Well, it’s nearly that totally creepy time of the year where we are legally allowed to walk about freely, goo all over faces, acting like lunatics, knocking on random doors to exchange a moments “spookiness” for a piece of lame candy.

We never used to have Halloween in Australia. We knew it was American, and we didn’t pretend it was part of our culture. It was nice to see it in film or TV. Then I moved to London, and Halloween celebrations were starting to infiltrate London life. Houses were draped in scary. In fact, some competitively so. Pumpkins were either hacked or carved creatively.

I didn’t need to worry as my kids weren’t interested in it – until they were. And suddenly it was on our agenda. That’s when I truly knew that I couldn’t stand Halloween. Being the good sport that I was, I shared my view with my daughters. They just didn’t see it my way – it was just fun, lollies, costumes and of course “everyone is doing it”. They bought the commercialised version of Halloween hook, line, and sinker. 

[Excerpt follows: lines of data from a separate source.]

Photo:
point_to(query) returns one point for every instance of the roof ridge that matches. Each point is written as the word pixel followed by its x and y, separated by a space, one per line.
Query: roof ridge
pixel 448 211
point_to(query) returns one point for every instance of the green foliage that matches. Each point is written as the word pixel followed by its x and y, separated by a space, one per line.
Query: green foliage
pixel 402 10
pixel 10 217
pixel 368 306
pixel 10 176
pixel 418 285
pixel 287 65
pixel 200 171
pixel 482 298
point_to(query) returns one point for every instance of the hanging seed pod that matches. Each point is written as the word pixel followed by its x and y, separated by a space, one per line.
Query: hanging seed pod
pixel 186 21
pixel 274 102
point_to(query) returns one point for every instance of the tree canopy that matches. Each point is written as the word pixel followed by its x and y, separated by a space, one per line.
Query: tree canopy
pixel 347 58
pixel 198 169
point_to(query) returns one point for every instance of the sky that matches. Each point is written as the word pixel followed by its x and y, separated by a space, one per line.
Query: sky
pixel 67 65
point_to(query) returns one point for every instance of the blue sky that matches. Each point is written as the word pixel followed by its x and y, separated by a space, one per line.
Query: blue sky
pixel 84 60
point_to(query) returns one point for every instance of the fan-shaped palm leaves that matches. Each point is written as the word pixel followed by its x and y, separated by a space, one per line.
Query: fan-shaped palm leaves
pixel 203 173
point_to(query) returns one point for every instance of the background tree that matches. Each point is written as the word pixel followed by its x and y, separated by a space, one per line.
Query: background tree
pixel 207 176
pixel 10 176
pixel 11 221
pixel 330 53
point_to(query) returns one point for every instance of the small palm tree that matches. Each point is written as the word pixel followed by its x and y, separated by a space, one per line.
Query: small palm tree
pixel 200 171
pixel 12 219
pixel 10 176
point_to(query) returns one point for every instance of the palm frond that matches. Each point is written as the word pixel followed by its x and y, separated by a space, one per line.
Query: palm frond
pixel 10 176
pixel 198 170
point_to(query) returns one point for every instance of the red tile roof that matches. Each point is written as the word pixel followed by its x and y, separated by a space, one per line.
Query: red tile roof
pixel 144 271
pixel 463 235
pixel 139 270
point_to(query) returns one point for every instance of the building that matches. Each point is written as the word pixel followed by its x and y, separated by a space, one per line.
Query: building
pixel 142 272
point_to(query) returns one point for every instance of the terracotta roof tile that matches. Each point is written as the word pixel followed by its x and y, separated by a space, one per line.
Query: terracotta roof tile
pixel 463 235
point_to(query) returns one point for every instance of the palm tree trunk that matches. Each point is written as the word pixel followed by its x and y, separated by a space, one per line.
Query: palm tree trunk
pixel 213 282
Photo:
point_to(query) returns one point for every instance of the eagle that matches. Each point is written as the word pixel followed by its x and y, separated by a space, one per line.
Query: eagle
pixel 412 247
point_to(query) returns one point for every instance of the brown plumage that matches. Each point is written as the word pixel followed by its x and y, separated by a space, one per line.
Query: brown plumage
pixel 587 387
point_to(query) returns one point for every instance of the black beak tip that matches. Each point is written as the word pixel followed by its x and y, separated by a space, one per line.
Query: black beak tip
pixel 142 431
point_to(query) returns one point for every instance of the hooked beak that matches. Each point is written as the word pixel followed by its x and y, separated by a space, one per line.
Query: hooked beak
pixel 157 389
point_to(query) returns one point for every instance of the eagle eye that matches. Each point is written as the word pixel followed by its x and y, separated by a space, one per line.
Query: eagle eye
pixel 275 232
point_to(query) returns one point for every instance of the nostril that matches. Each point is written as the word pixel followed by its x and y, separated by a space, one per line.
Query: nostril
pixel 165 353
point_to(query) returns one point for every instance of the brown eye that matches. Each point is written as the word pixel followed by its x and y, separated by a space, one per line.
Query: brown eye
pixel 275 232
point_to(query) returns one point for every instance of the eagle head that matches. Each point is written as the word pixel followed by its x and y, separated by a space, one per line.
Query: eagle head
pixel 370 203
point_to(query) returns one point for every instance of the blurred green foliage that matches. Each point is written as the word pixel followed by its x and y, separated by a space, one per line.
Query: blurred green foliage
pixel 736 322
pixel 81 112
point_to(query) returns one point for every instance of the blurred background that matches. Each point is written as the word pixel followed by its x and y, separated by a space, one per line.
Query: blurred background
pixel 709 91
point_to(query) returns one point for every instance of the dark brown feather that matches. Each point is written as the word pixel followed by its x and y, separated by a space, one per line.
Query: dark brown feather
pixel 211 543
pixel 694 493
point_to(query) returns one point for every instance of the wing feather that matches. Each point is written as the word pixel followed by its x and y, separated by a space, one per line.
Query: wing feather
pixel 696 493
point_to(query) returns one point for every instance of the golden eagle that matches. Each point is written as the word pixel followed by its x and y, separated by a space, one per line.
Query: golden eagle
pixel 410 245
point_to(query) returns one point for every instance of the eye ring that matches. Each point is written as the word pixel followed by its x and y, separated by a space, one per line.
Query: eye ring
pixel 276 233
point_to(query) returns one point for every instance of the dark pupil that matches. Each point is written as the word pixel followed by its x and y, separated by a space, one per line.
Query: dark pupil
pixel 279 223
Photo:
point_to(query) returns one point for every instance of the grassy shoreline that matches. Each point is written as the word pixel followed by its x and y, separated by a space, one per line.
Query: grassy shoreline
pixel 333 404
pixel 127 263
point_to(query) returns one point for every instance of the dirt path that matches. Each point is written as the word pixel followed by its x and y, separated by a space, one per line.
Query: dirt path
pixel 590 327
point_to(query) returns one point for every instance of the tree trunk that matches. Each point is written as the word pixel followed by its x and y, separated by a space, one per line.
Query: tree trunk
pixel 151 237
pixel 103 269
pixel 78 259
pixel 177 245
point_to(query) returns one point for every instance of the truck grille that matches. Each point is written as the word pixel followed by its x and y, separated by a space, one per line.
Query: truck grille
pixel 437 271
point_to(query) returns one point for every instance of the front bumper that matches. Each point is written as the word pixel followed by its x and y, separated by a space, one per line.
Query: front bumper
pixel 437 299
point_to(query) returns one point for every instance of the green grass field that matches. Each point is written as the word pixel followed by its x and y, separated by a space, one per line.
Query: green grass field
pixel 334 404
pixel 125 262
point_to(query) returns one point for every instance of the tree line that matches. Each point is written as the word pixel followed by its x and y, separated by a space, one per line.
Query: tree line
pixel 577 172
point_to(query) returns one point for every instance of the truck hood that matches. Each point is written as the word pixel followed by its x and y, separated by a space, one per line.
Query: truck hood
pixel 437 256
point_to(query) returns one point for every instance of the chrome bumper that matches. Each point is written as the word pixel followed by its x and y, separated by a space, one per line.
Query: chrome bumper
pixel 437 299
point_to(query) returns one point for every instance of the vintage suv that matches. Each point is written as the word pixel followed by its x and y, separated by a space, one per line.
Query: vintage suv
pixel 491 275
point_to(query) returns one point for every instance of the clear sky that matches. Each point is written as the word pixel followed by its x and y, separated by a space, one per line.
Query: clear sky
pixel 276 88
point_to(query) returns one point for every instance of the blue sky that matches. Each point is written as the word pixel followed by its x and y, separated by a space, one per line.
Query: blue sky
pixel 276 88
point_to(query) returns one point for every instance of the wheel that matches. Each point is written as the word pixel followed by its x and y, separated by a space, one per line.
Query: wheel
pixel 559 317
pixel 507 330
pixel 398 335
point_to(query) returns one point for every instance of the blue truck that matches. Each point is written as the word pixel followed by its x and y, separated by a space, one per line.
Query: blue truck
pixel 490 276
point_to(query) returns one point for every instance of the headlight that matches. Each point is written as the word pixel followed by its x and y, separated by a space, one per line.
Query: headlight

The costumes were kind of cute despite being horridly overpriced for a wear only once-a-year outfit. And let’s note that children grow a lot in a year – so this outfit is often a one-time wonder! The kids loved scabbing from complete strangers, which undermined my intensive stranger danger training to ensure they didn’t accept offerings from strangers nor invitations to come to their car to see their puppy.

Was I the only parent to have a slight fear that some mad neighbour was going to poison the chocs?? Only a few years before there had been anthrax attacks in America, and London was gripped by the Polonium-210 poisoning of Russian businessman Alexander Litvinenko, not to mention the widespread use of Rohypnol as a date-rape drug.

Could I really be the only parent concerned about spiking? Well, it appears I was, and how lonely it was to be that parent who both hated and had anxiety about Halloween. Maybe as a therapist I’d just seen and heard too much.

The children’s massive, sweet stash flew in the face of moderation lessons I’d been implementing and because the contraband was delivered directly into the children’s own receptacle – the sweets were technically “theirs”. This all irritated me. I just couldn’t hide it. This Halloween-hating, bitch-mama told them to choose their fav 10 sweets and then send the rest back out to fellow trick or treaters.

Why were we indulging kids in this weird American culture that had no relevance to us? I totally get it from a child’s perspective – but why do we buy into it? Even if we know that Halloween celebrates All Hallows’ Eve dating back to a pagan festival, why do we celebrate it now? Does anyone care about that?

How’s this – the origins were that people would dress up as saints and go door to door. Yes – you read it correctly – saints!  

How did we go from door knocking saints to grotesque and misshapen faces in expensive outfits often worn once, sweet begging, and poison dodging Halloween? This feels like a whopping stretch to me. Have you ever seen even one kid in a saint costume on Halloween? Yeah – me neither.

Well, I guess saints’ costumes don’t sell so well. In 2020 – even in the middle of a pandemic – Halloween added $8 million to the US economy. So, it makes perfect sense why Halloween moved swiftly around the globe in the last 2 decades. Everyone wants a dollar from the merch.

If we really need to have Halloween – why can’t we get the kids to engage in behaviour that’s even remotely saintly before scabbing – like performing a random act of kindness, or raise some money for charity, or walk the neighbour’s dog. Then I think I might just like Halloween – even a little bit.